"We've been pursuing a model like this for lupus discovery for over a decade—and with such powerful results." - LRI President Margaret Dowd
From the New England Journal of Medicine:
There are an estimated five women per million in the United States who suffer from lymphangioleiomyomatosis (LAM), a rare and devastating disease that almost exclusively strikes young women.1-3 These patients have progressive loss of lung function, and many die from respiratory failure. Until recently, a diagnosis of LAM was a medical anomaly, and a woman who received this diagnosis had little cause for hope. The disease was likely to be managed symptomatically by physicians unfamiliar with the disease.

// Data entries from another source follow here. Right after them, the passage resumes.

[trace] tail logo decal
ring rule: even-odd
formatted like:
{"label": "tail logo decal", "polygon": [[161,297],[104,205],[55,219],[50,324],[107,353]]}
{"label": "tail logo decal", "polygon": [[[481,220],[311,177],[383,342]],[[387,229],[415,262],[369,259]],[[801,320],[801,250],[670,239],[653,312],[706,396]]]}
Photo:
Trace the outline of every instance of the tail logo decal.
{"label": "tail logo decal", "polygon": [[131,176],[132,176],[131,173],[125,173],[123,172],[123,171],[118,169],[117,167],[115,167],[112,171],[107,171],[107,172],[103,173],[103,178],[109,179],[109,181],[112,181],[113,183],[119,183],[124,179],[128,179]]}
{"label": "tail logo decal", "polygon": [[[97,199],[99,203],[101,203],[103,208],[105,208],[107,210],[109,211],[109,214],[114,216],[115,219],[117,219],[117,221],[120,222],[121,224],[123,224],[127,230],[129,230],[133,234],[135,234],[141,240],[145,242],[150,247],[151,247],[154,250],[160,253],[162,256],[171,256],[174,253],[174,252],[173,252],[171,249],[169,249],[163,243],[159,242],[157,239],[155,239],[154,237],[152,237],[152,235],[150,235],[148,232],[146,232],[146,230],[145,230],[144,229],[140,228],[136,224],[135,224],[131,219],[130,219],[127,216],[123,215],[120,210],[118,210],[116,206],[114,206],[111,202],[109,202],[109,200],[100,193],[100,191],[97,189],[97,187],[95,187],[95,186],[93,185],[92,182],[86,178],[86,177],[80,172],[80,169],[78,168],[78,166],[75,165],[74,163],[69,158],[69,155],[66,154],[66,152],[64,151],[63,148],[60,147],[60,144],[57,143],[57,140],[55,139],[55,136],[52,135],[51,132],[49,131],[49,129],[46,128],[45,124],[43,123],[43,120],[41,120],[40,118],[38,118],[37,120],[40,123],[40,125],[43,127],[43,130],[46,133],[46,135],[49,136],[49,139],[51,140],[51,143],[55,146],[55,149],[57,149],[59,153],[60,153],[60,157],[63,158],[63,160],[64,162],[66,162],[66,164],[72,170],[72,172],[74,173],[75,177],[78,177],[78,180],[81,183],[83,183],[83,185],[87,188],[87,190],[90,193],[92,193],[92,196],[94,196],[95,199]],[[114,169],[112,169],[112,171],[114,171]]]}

That all changed about 15 years ago, when LAM was diagnosed in a 22-year-old woman who had a bleak picture painted of her future. Her mother, who was not a medical professional, realized that very little was known about LAM, and that without an understanding of the pathobiology of the disease, effective treatments, or even cures, would never be forthcoming. With her tremendous drive and the networking power of the fledgling Internet, the LAM Foundation was born. The LAM Foundation succeeded in raising money and obtaining third-party funding for research into the biology of LAM.4,5 As a result of the work funded by the foundation, we now know that LAM is characterized by the presence in the circulation of so-called LAM cells. These are specialized cells, with certain characteristics of smooth-muscle cells, that infiltrate organs, especially the lungs and to some extent the kidneys and other organs, via the lymphatics. The spread of these unusual cells leads some to categorize LAM as a low-grade neoplasm.